Video delivery over wireless networks is challenging due to the lack of spectrum and reliability issues. This challenge is exacerbated in dense venues. To address this issue, Wi-Fi multicast with the ability to simultaneously multicast the same video contents to a group of users, has gained attention. For successful video delivery, the content providers are interested in evaluating the performance of such traffic from the final users'' perspective, that is, their Quality of Experience (QoE). The QoE ties together user perception, experience, and expectations to application and network performance. However, ensuring high QoE for multicast video streaming is challenging. Although, there have been considerable efforts in the literature to design Adaptive Bitrate (ABR) streaming algorithms to ensure the video QoE, applying these approaches to wireless multicast is not straightforward due to lack of feedback and unreliable transmissions. To overcome these issues, transmission and video rate can be jointly controlled to ensure the video QoE using Wi-Fi multicast. In this project, we have collaborated with the Adaptive Multicast Services (AMuSe) project at wim.net Lab at Columbia University which is an end to end system for high quality video delivery to a large number of users in dense environments which leverages Wi-Fi multicast.
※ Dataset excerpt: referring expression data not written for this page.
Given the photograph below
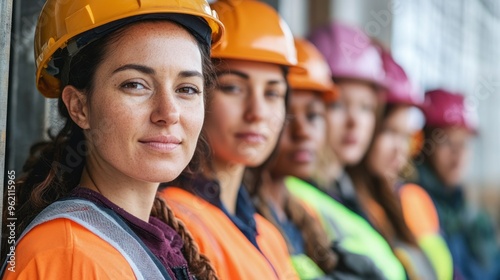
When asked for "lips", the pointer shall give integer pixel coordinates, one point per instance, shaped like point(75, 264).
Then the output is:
point(349, 140)
point(161, 143)
point(251, 137)
point(302, 156)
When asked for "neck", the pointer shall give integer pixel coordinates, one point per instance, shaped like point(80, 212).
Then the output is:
point(134, 196)
point(274, 191)
point(229, 176)
point(333, 171)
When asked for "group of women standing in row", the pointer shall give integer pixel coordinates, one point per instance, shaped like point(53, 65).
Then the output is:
point(212, 144)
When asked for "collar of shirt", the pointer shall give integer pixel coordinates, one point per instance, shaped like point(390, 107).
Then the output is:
point(163, 241)
point(243, 218)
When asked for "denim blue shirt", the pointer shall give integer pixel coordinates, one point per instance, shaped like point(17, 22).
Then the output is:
point(243, 218)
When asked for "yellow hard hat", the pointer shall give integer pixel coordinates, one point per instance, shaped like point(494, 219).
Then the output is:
point(61, 21)
point(315, 74)
point(255, 32)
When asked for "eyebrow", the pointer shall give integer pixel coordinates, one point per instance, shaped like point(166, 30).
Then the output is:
point(192, 73)
point(232, 72)
point(150, 71)
point(137, 67)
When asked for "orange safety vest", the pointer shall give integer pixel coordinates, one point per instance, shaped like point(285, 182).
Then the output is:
point(63, 249)
point(75, 239)
point(230, 252)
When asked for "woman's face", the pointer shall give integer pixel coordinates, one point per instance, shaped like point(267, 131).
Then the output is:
point(351, 121)
point(451, 154)
point(146, 110)
point(246, 111)
point(391, 146)
point(303, 137)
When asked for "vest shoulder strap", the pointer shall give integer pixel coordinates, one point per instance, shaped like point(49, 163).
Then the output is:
point(108, 226)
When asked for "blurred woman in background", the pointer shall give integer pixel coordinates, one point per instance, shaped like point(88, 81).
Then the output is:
point(402, 213)
point(245, 117)
point(468, 231)
point(350, 123)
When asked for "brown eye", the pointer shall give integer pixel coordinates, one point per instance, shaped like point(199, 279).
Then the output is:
point(133, 85)
point(188, 90)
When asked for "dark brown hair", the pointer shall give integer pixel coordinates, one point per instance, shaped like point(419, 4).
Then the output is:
point(52, 171)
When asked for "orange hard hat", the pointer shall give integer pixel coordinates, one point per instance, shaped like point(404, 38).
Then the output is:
point(315, 74)
point(255, 32)
point(62, 23)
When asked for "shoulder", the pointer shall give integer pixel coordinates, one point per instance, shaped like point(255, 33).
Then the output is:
point(64, 248)
point(419, 210)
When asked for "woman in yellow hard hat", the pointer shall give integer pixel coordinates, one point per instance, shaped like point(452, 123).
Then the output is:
point(131, 78)
point(244, 119)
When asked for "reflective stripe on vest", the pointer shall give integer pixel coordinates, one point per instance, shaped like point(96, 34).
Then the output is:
point(111, 229)
point(351, 231)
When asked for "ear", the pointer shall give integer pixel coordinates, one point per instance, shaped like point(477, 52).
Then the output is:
point(76, 103)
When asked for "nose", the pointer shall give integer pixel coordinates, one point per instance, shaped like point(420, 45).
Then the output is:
point(350, 117)
point(255, 107)
point(298, 128)
point(165, 109)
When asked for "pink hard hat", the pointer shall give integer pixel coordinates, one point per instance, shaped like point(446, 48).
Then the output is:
point(400, 90)
point(350, 53)
point(444, 109)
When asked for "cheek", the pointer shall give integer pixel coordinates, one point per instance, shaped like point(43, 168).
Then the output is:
point(319, 133)
point(276, 118)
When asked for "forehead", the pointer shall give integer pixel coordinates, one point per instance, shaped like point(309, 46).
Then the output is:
point(305, 98)
point(251, 68)
point(160, 41)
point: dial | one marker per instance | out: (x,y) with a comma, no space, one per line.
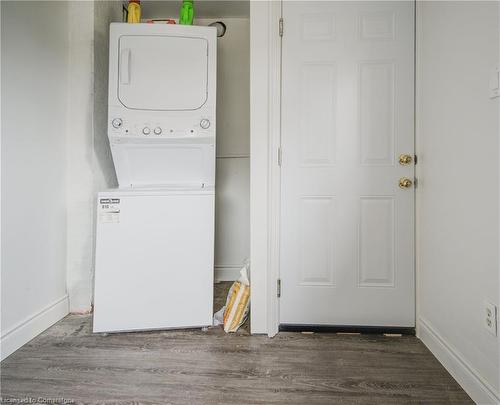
(205,123)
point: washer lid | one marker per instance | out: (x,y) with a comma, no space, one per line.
(162,72)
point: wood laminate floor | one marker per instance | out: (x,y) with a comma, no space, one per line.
(196,367)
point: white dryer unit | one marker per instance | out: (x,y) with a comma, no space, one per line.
(162,96)
(155,234)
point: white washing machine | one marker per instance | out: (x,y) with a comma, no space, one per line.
(155,234)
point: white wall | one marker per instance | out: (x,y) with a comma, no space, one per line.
(34,80)
(458,193)
(80,156)
(90,166)
(232,227)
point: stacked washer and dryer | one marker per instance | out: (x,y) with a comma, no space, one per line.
(155,233)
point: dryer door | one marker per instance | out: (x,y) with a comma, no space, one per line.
(162,73)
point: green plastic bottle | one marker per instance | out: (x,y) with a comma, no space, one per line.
(187,13)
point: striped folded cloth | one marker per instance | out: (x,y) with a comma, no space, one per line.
(238,302)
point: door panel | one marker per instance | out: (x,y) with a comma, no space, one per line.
(347,255)
(163,73)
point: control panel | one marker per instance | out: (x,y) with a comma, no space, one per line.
(120,127)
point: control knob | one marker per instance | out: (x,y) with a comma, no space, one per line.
(205,123)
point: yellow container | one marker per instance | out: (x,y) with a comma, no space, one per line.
(134,11)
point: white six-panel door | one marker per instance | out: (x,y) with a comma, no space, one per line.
(347,247)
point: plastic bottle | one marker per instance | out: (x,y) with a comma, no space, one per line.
(134,11)
(187,13)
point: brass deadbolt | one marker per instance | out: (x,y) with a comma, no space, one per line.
(405,159)
(405,182)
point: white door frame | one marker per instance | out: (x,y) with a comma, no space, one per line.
(265,174)
(265,115)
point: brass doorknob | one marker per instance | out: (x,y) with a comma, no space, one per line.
(405,159)
(405,182)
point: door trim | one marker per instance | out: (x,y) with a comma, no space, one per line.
(265,180)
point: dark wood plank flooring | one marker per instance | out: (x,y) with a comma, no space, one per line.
(210,367)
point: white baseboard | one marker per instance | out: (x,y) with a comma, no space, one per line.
(31,327)
(470,380)
(227,273)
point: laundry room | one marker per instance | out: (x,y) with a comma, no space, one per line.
(250,201)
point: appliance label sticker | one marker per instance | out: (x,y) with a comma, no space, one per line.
(109,211)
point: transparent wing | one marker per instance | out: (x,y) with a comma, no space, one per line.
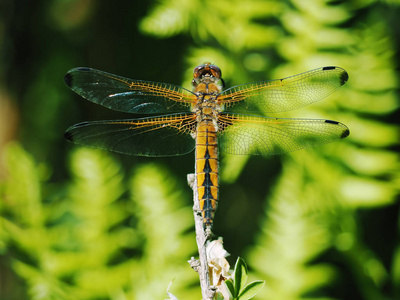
(284,94)
(127,95)
(156,136)
(244,134)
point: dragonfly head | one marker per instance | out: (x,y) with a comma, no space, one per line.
(206,73)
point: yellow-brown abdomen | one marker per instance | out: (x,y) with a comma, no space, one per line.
(207,170)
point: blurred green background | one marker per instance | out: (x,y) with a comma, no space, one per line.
(78,223)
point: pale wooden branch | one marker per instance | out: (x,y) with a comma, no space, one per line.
(201,265)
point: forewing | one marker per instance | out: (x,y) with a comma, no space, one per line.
(156,136)
(284,94)
(127,95)
(245,134)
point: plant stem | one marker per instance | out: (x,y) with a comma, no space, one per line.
(201,265)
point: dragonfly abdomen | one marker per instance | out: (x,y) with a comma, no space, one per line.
(207,170)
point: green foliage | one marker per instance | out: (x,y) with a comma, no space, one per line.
(237,285)
(319,196)
(329,228)
(88,240)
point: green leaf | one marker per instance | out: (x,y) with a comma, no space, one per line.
(240,277)
(251,289)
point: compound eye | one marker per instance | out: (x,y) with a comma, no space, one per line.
(197,72)
(215,71)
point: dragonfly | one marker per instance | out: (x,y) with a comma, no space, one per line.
(207,119)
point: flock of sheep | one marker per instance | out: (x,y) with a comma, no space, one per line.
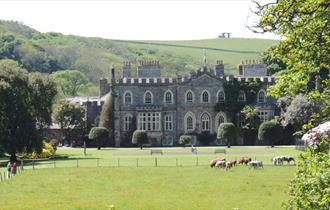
(222,163)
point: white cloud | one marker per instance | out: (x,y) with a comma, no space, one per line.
(148,20)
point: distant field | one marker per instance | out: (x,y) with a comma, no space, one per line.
(136,183)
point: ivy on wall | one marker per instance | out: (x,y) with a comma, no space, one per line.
(231,105)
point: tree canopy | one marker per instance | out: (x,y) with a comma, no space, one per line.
(25,106)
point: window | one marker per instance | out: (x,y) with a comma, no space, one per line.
(221,96)
(149,121)
(128,98)
(148,98)
(205,97)
(168,123)
(190,125)
(127,122)
(263,116)
(261,96)
(205,122)
(189,97)
(168,97)
(241,96)
(168,140)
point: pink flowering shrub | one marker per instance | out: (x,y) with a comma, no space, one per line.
(314,136)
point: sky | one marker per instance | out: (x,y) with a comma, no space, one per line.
(136,20)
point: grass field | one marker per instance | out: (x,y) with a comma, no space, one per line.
(148,187)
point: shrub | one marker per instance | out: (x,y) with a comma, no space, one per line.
(205,138)
(185,139)
(98,134)
(270,131)
(139,137)
(310,187)
(227,131)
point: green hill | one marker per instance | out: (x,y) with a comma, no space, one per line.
(48,52)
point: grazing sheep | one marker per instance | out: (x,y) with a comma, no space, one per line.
(214,161)
(255,164)
(245,160)
(288,159)
(277,160)
(220,164)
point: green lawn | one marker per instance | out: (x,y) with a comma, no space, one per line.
(128,179)
(147,188)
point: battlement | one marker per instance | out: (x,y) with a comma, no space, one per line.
(148,69)
(252,68)
(126,69)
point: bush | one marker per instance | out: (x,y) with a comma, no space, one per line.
(185,139)
(227,131)
(98,134)
(310,187)
(205,138)
(139,137)
(270,132)
(47,152)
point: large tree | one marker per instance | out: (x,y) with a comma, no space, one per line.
(22,111)
(72,120)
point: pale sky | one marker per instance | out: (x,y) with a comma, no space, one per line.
(136,20)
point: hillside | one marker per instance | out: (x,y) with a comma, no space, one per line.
(48,52)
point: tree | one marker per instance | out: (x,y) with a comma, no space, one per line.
(72,121)
(251,124)
(305,50)
(270,131)
(98,134)
(70,82)
(299,112)
(21,112)
(107,115)
(227,131)
(185,139)
(139,137)
(310,187)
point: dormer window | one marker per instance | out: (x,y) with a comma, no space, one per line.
(221,96)
(189,97)
(205,97)
(168,97)
(148,98)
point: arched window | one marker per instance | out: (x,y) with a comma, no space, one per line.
(189,122)
(219,118)
(148,98)
(168,97)
(189,97)
(221,96)
(261,96)
(241,96)
(128,98)
(168,122)
(205,122)
(127,122)
(205,97)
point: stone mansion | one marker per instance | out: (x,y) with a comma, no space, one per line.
(167,107)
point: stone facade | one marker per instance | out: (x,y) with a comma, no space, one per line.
(169,107)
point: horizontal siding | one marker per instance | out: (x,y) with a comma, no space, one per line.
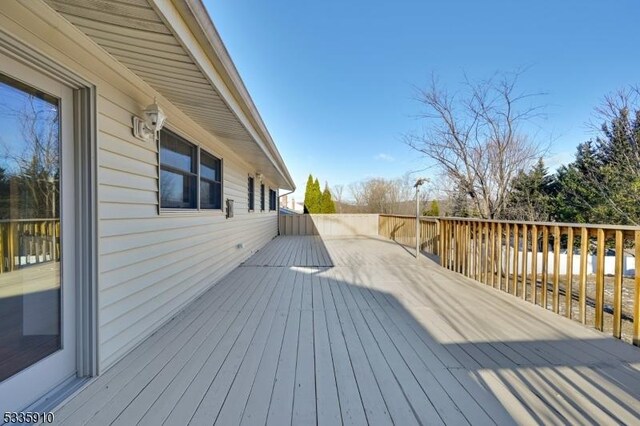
(152,265)
(143,278)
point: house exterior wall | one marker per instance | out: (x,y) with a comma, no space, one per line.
(151,263)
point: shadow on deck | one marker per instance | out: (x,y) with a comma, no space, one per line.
(355,331)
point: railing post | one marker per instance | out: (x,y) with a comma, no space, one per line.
(636,293)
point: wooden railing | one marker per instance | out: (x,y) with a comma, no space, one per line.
(577,270)
(329,224)
(402,229)
(26,242)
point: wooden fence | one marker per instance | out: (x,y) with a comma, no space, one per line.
(329,224)
(402,229)
(524,259)
(28,242)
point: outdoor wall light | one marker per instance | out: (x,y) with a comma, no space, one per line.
(148,127)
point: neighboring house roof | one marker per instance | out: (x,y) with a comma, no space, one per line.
(175,48)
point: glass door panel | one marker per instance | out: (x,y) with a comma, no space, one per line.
(30,243)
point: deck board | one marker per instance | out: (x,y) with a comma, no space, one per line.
(355,331)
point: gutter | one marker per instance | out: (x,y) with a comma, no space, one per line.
(199,22)
(280,196)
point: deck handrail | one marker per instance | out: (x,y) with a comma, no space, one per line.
(524,259)
(25,242)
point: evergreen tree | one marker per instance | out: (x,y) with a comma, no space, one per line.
(327,202)
(603,184)
(532,195)
(309,200)
(316,206)
(434,209)
(460,203)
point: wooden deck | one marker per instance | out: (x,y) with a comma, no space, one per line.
(355,331)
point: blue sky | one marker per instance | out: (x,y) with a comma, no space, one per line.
(334,80)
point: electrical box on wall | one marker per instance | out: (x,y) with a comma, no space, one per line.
(229,208)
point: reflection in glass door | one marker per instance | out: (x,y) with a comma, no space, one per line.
(30,243)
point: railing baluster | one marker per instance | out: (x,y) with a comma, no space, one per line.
(3,233)
(499,261)
(525,260)
(507,261)
(516,251)
(568,287)
(556,269)
(467,246)
(617,286)
(492,263)
(545,265)
(584,252)
(486,253)
(476,251)
(534,264)
(599,320)
(636,293)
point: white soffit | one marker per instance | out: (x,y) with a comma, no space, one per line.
(133,33)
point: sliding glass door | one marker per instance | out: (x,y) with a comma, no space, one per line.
(37,326)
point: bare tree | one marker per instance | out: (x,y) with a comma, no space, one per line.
(336,193)
(475,137)
(32,160)
(379,195)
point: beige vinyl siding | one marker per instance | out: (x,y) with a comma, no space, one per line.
(150,265)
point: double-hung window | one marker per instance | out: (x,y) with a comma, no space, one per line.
(189,177)
(251,193)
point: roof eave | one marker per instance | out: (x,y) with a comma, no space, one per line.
(197,19)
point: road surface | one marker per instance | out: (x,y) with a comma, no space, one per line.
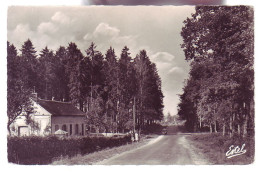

The project involves improvements of the DYnamic Video and Rate (DYVR) algorithm which is an online control algorithm for jointly multicast transmission and video rates adaptation. We present a new channel estimation method for this algorithm. We evaluate the algorithm using the new channel estimation through extensive experiments in a push-based platform consisting of Android devices and an off-the-shelf wireless Access Point (AP). We show that our new channel estimation method improves the total performance of the algorithm significantly. We also compare two distinct versions of this algorithm against current ABR based state-of-the-art approaches.

CONVINCE: Collaborative Video Analytics at the Edge

Collaborative Video Analytics at the Edge

Today, video cameras are deployed in dense for monitoring physical places e.g., city, industrial, or agricultural sites. In the current systems, each camera node sends its feed to a cloud server individually. However, this approach suffers from several hurdles including higher computation cost, large bandwidth requirement for analyzing the enormous data, and privacy concerns. In dense deployment, video nodes typically demonstrate a significant spatio-temporalcorrelation. To overcome these obstacles in current approaches, this project introduces CONVINCE, a new approach to look at the network cameras as a collective entity that enables collaborative video analytics pipeline among cameras. CONVINCE aims at 1) reducing the computation cost and bandwidth requirements by leveraging spatio-temporal correlations among cameras in eliminating redundant frames intelligently, and ii) improving vision algorithms'' accuracy by enabling collaborative knowledge sharing among relevant cameras. Our results demonstrate that CONVINCE achieves an object identification accuracy of ?91\\\%, by transmitting only about ?25\\\% of all the recorded frames.